Allegedly, it is to eliminate racism. It is true that even though the SAT predicts college performance equally well for all groups, all groups, on the average, do not score equally well on the SAT. The average SAT score for Asians is higher than the average score for whites, which is higher than the average score for non-Asian minorities. (We do not know the root causes of these differences; nor can we eliminate them by denying they exist.) This means that the college population does not necessarily mirror the exact percentage of each group in society at large. But this is not evidence of racism.
There are dozens of reasons why any given group can be "over-" or "underrepresented" in college populations. Nor is proportionality to be found elsewhere. For example, blacks are "overrepresented" in the NBA. Does this mean that NBA general managers and coaches are anti-white racists--or is it just that they want the best players, many of whom happen to be black?
Selecting students--or basketball players--based on aptitude and proven ability does not represent racism but individualism. The SAT, for example, places no weight whatever on what the student's race, gender or ethnic group is. It only asks the question: what can you do? It is race-blind, gender-blind, age-blind, sexual orientation-blind, religion-blind, politics-blind, and country of national origin-blind.

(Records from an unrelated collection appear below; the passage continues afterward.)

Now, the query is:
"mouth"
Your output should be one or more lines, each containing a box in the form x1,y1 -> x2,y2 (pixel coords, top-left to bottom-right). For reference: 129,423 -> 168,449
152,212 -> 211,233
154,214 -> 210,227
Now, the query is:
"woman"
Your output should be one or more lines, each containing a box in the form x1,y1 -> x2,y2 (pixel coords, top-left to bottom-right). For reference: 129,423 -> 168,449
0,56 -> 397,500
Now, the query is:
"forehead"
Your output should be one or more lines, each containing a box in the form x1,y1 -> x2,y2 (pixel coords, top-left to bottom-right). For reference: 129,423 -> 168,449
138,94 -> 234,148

The real reason Dr. Atkinson wants to eliminate the SAT is because it is not racist. He wants to use subjective--including racial--criteria in student selection. This is the real meaning of the term "holistic."
The root cause of racism is collectivism. Collectivism means viewing people as interchangeable units of a group. For the collectivist the individual is not really "real," but only an insignificant and interchangeable part of a superorganism (the gender, the race, the party, the nation). For the collectivist only group statistics count, because what any given individual does is not important.
The racial collectivist ignores the self-made qualities of a person (character, ambition, knowledge, skill) and considers only genetic factors to be important. To quote Ayn Rand: "Racism is the lowest, most crudely primitive form of collectivism. It is the notion of ascribing moral, social or political significance to a man's genetic lineage . . . . Which means, in practice, that a man is to be judged not by his own character and actions, but by characteristics and actions of a collective of ancestors."
If we really want to eliminate racism in this country, we must replace it with individualism. In the realm of college admissions, this means judging the ability and potential of each individual student for college work and admitting the best qualified, regardless of what racial group he or she might belong to. The SAT is a valuable tool for this purpose and, rather than being eliminated, should be retained at all costs.
Edwin A. Locke, a professor of management at the University of Maryland at College Park, is a senior writer for the Ayn Rand Institute in Irvine, Calif. The Institute promotes the philosophy of Ayn Rand, author of Atlas Shrugged and The Fountainhead.